I'm attempting to solve the problem "Synchronizing Lists" on Kattis.com.

In a nutshell, the problem involves being given two lists: the lists are then to be sorted smallest-to-largest, correspondingly indexed elements paired together, then the second list is output, in the original order of the corresponding elements of the first list.

While functional, my code runs afoul of the time limit when pitted against the second test case, after I submit it.

import sys
class Correspondence():
 def __init__(self, num1, num2, ID):
 self.num1 = num1
 self.num2 = num2
 self.ID = ID
def SynchronizeLists(case_size):
 list1 = []
 list2 = []
 correspondences = []
 results = []
 for i in range(case_size):
 list1.append(int(sys.stdin.readline()))
 for i in range(case_size):
 list2.append(int(sys.stdin.readline()))
 sorted_list1 = list1[:]
 sorted_list1.sort()
 sorted_list2 = list2[:]
 sorted_list2.sort()
 for i in range(len(sorted_list1)):
 correspondence = Correspondence(sorted_list1[i], sorted_list2[i], i)
 correspondences.append(correspondence)
 for i in list1:
 results.append([correspondence.num2 for correspondence in correspondences if correspondence.num1 == i][0])
 return results
output = []
case_size = int(sys.stdin.readline())
while case_size != 0:
 output.extend(SynchronizeLists(case_size))
 output.append('')
 case_size = int(sys.stdin.readline())
del output[-1]
for i in output:
 print(i)

cProfile tells me this:

 126 function calls in 1.270 seconds
 Ordered by: standard name
 ncalls tottime percall cumtime percall filename:lineno(function)
 2 0.000 0.000 0.000 0.000 <string>:11(SynchronizeLists)
 1 0.000 0.000 1.269 1.269 <string>:3(<module>)
 11 0.000 0.000 0.000 0.000 <string>:33(<listcomp>)
 1 0.000 0.000 0.000 0.000 <string>:5(Correspondence)
 11 0.000 0.000 0.000 0.000 <string>:6(__init__)
 2 0.000 0.000 0.000 0.000 codecs.py:318(decode)
 2 0.000 0.000 0.000 0.000 codecs.py:330(getstate)
 2 0.000 0.000 0.000 0.000 {built-in method _codecs.utf_8_decode}
 1 0.000 0.000 0.000 0.000 {built-in method builtins.__build_class__}
 1 0.001 0.001 1.270 1.270 {built-in method builtins.exec}
 2 0.000 0.000 0.000 0.000 {built-in method builtins.len}
 12 0.000 0.000 0.000 0.000 {built-in method builtins.print}
 46 0.000 0.000 0.000 0.000 {method 'append' of 'list' objects}
 1 0.000 0.000 0.000 0.000 {method 'disable' of '_lsprof.Profiler' objects}
 2 0.000 0.000 0.000 0.000 {method 'extend' of 'list' objects}
 25 1.269 0.051 1.269 0.051 {method 'readline' of '_io.TextIOWrapper' objects}
 4 0.000 0.000 0.000 0.000 {method 'sort' of 'list' objects}

I'm not worried about exec, as I suspect that's simply a consequence of how I'm using cProfile.

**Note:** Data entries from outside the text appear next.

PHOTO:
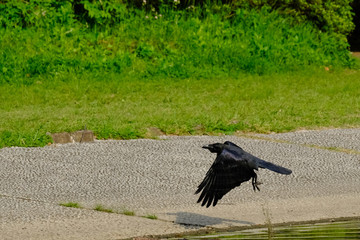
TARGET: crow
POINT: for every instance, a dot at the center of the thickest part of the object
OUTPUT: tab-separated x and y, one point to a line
231	167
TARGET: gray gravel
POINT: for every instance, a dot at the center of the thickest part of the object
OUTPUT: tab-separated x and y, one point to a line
160	177
336	138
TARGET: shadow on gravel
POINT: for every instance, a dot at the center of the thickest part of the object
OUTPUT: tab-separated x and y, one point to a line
194	221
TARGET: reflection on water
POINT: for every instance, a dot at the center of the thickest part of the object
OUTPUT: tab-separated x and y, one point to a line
335	230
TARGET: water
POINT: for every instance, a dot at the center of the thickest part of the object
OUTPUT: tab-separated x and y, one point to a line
328	231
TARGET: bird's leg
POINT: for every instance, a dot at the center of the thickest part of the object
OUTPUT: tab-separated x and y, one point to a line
255	183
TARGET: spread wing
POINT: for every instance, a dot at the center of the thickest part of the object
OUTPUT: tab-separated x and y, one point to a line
226	173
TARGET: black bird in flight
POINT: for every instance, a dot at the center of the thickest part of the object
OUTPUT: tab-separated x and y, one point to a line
231	167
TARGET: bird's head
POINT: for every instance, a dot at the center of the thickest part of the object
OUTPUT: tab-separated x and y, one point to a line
215	147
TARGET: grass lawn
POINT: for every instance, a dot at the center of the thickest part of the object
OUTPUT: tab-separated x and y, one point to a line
126	108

It seems like my biggest time sink involves input: readline(), to be precise.

I've already tried swapping out all calls to readline() for calls to input(), but the results barely changed.

How can I speed this up?

Question 2

Performance

The slowness comes from this bit:

for i in list1:
 results.append([correspondence.num2 for correspondence in correspondences if correspondence.num1 == i][0])

What do you think is the time complexity of this operation?

\$O(n^2)\$

The for i in list1 loop is a linear search, and the list comprehension inside the loop is also a linear search.

You can improve this by changing the logic, for example:

From list1, create a pair of values with the current indexes
Sort the list of pairs by the values
Sort list2 (or a copy of it)
Create a list of the target size
For i in 0 .. case_size, get the index to set from the sorted pairs, and the value to set from the sorted list2

Something like this:

pairs = zip(list1, range(case_size))
sorted_pairs = sorted(zip(range(case_size), list1), key=lambda p: p[1])
sorted_list2 = sorted(list2)
results = [0] * case_size
for i, p in enumerate(sorted_pairs):
 results[p[0]] = sorted_list2[i]

What is the time complexity of this operation?

\$O(n)\$ -- a linear loop with random accesses into arrays

What is the overall time complexity of the solution?

\$O(n \log n)\$ -- the slowest operation is the sorting of lists

Style

Instead of this:

for i in range(case_size):
 list1.append(int(sys.stdin.readline()))

You can use a list comprehension:

list1 = [int(sys.stdin.readline()) for _ in range(case_size)]

Similarly, in the earlier example I replaced the two-step list copy and sorting with a single call to sorted.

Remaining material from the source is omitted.